Afin de préserver sa boite de messagerie, le premier réflexe est l’installation d’un filtre anti-spam de sorte à éviter la submersion de messages non sollicités.

Par des règles de filtrage ou en interrogeant des bases de données qui recensent les spammers, l’entreprise limite la réception et la surcharge d’emails intempestifs voire dangereux. Les domaines ou adresses IP utilisés par les expéditeurs sont répertoriés pour placer les emails dans un dossier à part de la boite principale nommé SPAM. C’est le principe de filtrage par liste noire, autrement moins restrictif qu’une liste blanche n’autorisant que les expéditeurs dignes de confiance.

Cas de piratage plus délicat à identifier et à prévoir, le phishing ou hameçonnage en français, se définit comme une fraude utilisant des astuces d’ingénierie sociale afin d’obtenir des données confidentielles auprès des collaborateurs. Elle est souvent menée par e-mail.

Une solution anti-phishing, grâce à un système de détection intelligente des menaces, repère les liens malveillants et les pièces jointes infectées des courriels. Ce tri opéré par l’anti-phishing permet de réduire le risque auquel tout utilisateur est exposé. Mais sachant que les campagnes d’attaques massives sont devenues courantes depuis plusieurs années, il s’agira d’un point de vue individuel, de rester vigilant et de se renseigner sur la forme que peuvent prendre ce type d’attaque pour mieux les détecter en amont.

Les bonnes pratiques

Justement, au-delà des solutions logicielles, l’information, la formation, la prévention restent encore et de loin l’une des meilleures stratégies de défense.

Ne pas répondre directement à un mail, rester vigilant avant de cliquer sur un lien ou s’assurer de la légitimité de l’expéditeur évite généralement de nombreuses déconvenues.

D’autres bonnes pratiques comme la mise à jour régulière des mots de passe, l’application de correctifs dès leur publication et la capacité à identifier un site web non sécurisé sont des réflexes qui de même limiteront l’exposition aux attaques.
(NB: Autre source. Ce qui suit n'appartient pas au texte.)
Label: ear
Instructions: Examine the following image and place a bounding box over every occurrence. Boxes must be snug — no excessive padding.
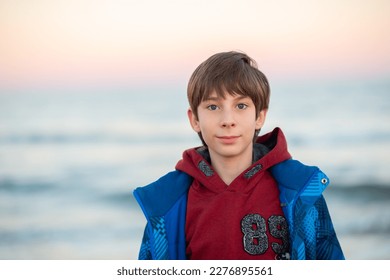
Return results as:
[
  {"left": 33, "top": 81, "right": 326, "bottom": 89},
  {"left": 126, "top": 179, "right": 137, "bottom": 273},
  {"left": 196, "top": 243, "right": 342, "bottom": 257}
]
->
[
  {"left": 256, "top": 109, "right": 268, "bottom": 130},
  {"left": 187, "top": 108, "right": 200, "bottom": 133}
]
Plus la connaissance et l’identification du piratage sous ses diverses formes sont maîtrisées des collaborateurs, plus l’entreprise dispose de protection.

Organiser la reprise

Plus la volumétrie de comptes de messagerie d’une entreprise est importante, plus cela induit un équipement matériel conséquent, des To de données à stocker et à sauvegarder, des systèmes d’authentification et de contrôles des accès, des systèmes de protection face aux cyberattaques, etc... La complexité de l’infrastructure serveurs et les enjeux économiques pour une entreprise, doivent l’amener à envisager le fonctionnement de son organisation dans un mode dégradé. Cyberattaques, crises sanitaires, catastrophes naturelles, les arguments ne manquent pas pour que chaque entreprise prenne la mesure du risque et par anticipation, opte pour des choix stratégiques afin de se préserver.

Le PRA (Plan de reprise d’activité) est probablement le seul procédé qui garantira à n’importe quelle entreprise de poursuivre son activité en cas de sinistre, peu importe la nature. Développer son activité sans avoir le poids et la crainte d’une rupture totale de son fonctionnement est incontestablement une priorité. Le PRA informatique rempli en réalité les fonctions d’une assurance, prise par l’entreprise.